The idea of the Renaissance Man I think can withstand a revision without harm to itself as long as the core idea of what he is remains and the revision is guided by it. So what is it that I'm such a busy body about to write all about it? I think that there are generally four components to a person in this day and life. There is the physical (body), the mental (intellect which would include the arts, religion, and science), the emotional (love, hate, envy, etc. and the sexual) and the political-legal (financially solvency, your rights as a citizen, no prior convictions, etc.). Earlier I had thought of putting sexual as a component by itself, but then I thought that might be putting too much pressure on the guy.

I think that the Renaissance Man has to now weaken his intensity on his intellectual aspect and have a fair and reasonable appreciation of the other three components of his life. So he should not only know of what to do to be healthy, he must at the very least keep himself physically trim (not saying he can't smoke or cigar), he should also have a fairly good understranding of the political and legal system he is in and his rights within it; a sophisticated appreciation of the dynamic interplay between, within and of the undercurrent emotions, and naturally, he is able to keep in firm control of his; he is highly ethical and honest though not without cunning and cynicism; and perhaps even competent at a musical instrument or two, on top of having a reasonably wide level of knowledge, understanding and wisdom. He is to me the Great Generalist. You can throw any question at him and he can in all probability tell you something useful about it or he would have read it.

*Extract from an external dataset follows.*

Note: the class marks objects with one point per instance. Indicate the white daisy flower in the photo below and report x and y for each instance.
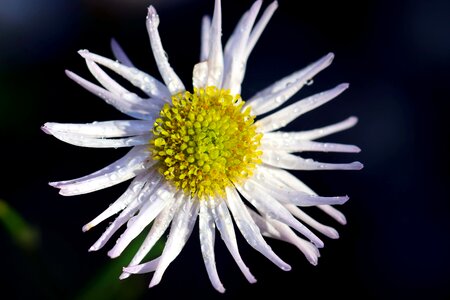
(201, 153)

Damn, when I list it out like that, it sure does look like a tall order. But then that's the point I suppose. We cannot have just about every calling themselves a Renaissance Man (or Woman) as easily as say, some of the Heads of States in Malaysia hand out titles such as the multiplicitous forms of and ubiquitous 'Dato' and now 'Tan Sris' are also becoming a dime for half a dozen. And unlike some of those titles, you cannot pay, cajole or beg anybody to become one. It is something you have to achieve for yourself, by yourself. And more importantly it is a state of being and cannot be flashed around like a Dato'-ship or Tan Sri-ship can with their plate badges. In fact, by then such materialistic achievements would be incomprehensible to him. As I think it is becoming more unbearable for us.